The effect of cyclosporin A on the hepatic energy status and intracellular pH of the liver and its response to a fructose challenge has been investigated using in vivo phosphorus-31 nuclear magnetic resonance spectroscopy in dogs. Three experimental groups were studied: (a) control dogs (n = 5), (b) dogs 4 days after the creation of an end-to-side portacaval shunt (n = 5), and (c) dogs 4 days after portacaval shunt and continuous infusion of cyclosporin A (4 mg/kg/day) by way of the left portal vein (portacaval shunt plus cyclosporin A, n = 5). The phosphorus-31 nuclear magnetic resonance spectra were obtained at 81 MHz using a Bruker BIOSPEC II 4.7-tesla nuclear magnetic resonance system equipped with a 40-cm horizontal bore superconducting solenoid. The phosphomonoesters (p less than 0.01), inorganic phosphate and ATP levels (p less than 0.05) were decreased significantly in portacaval shunt-treated and in portacaval shunt-plus-cyclosporin A-treated dogs compared with unshunted control dogs. After a fructose challenge (750 mg/kg body wt, intravenously), fructose-1-phosphate metabolism was reduced in portacaval shunt-treated dogs compared with either the normal or portacaval shunt-plus-cyclosporin A-treated dogs (p less than 0.05). Both portacaval shunt- and portacaval shunt-plus-cyclosporin A-treated dogs demonstrated a reduced decline in ATP levels after fructose infusion when compared with the controls (p less than 0.05). Immediately after the fructose challenge, the intracellular pH decreased from 7.30 +/- 0.03 to 7.00 +/- 0.05 in all animals (p less than 0.01) and then gradually returned to normal over 60 min.(ABSTRACT TRUNCATED AT 250 WORDS)

Fig. 1

In vivo ³¹P-NMR spectra of dog liver in normal dog liver (control) 4 days after PCS and 4 days after PCS plus continuous infusion of CsA in the left portal vein branch (PCS + CsA). Peak assignments: (1) MDPA; (2) PM; (3) Pi; (4) PD; (5) γ-ATP plus β-ADP; (6) α-ATP plus α-ADP; and (7) β-ATP. These spectra consisting of 64 acquisitions were accumulated in 4 min with a ∼3 sec pulse delay (respiratory cycle) and 90-degree pulse. MDPA was used as the external reference standard for chemical shift and for intergroup and intragroup relative concentration measurements.

Fig. 2

Relative phosphate metabolite concentrations in dog liver. The relative concentrations of phosphate metabolites in the liver were measured by dividing the integrated area under each peak by the MDPA area used as an external reference in each experiment. The n value for each group was 5. The values of the columns marked with asterisks are significantly different from the values of the other columns (*p < 0.05, **p < 0.01).

Fig. 3

Effect of a fructose challenge on the in vivo ³¹P-NMR spectrum of normal dog liver. Spectra obtained before fructose (a) and 8 min after fructose administration (b) administered at a dose of 750 mg/kg body wt intravenously as a bolus. The difference spectrum is labeled (b-a).

Fig. 4

F-1-P levels in dog liver after a fructose challenge. The time course of F-1-P levels in dog liver in the three groups of dogs (control, n = 5; PCS, n = 5; PCS + CsA, n = 5) after a fructose load (750 mg/kg body wt administered intravenously as a 30% solution in saline, over 2 min, beginning at 0 time).
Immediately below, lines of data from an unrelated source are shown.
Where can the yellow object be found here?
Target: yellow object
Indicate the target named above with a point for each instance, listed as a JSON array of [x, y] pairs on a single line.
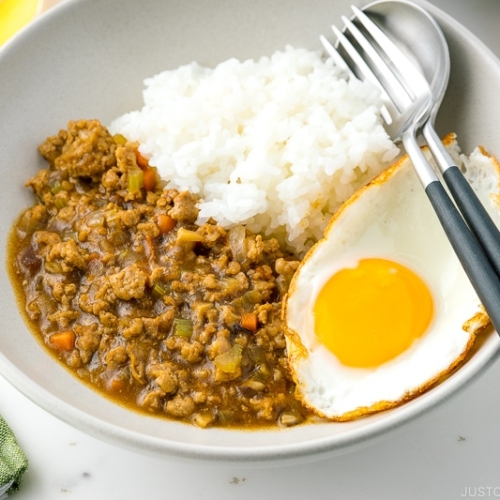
[[14, 14], [370, 314]]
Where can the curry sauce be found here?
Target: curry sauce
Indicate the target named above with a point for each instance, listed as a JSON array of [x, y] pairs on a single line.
[[149, 308]]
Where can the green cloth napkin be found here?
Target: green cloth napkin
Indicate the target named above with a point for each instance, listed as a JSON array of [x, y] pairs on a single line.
[[13, 462]]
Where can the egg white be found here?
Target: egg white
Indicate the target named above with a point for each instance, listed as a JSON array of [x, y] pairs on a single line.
[[390, 218]]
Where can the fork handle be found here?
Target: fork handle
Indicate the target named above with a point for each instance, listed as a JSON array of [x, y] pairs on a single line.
[[471, 255], [475, 214], [473, 211]]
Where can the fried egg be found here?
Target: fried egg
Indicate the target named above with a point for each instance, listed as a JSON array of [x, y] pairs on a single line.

Values are shown as relative changes from basal value at 0 time for the PM area relative to the MDPA area, mean ± S.E.M. The asterisk denotes p < 0.05.

Fig. 5

ATP levels after a fructose challenge. The time course of intrahepatic ATP levels in three groups of dogs (control, n = 5; PCS, n = 5; PCS + CsA, n = 5) after a fructose load (750 mg/kg body wt administered intravenously as a 30% solution in saline, over 2 min, beginning at 0 time). Values are relative changes from the basal value at 0 time for the β-ATP area relative to the MDPA area, mean ± S.E.M. The asterisk (*) denotes p < 0.05.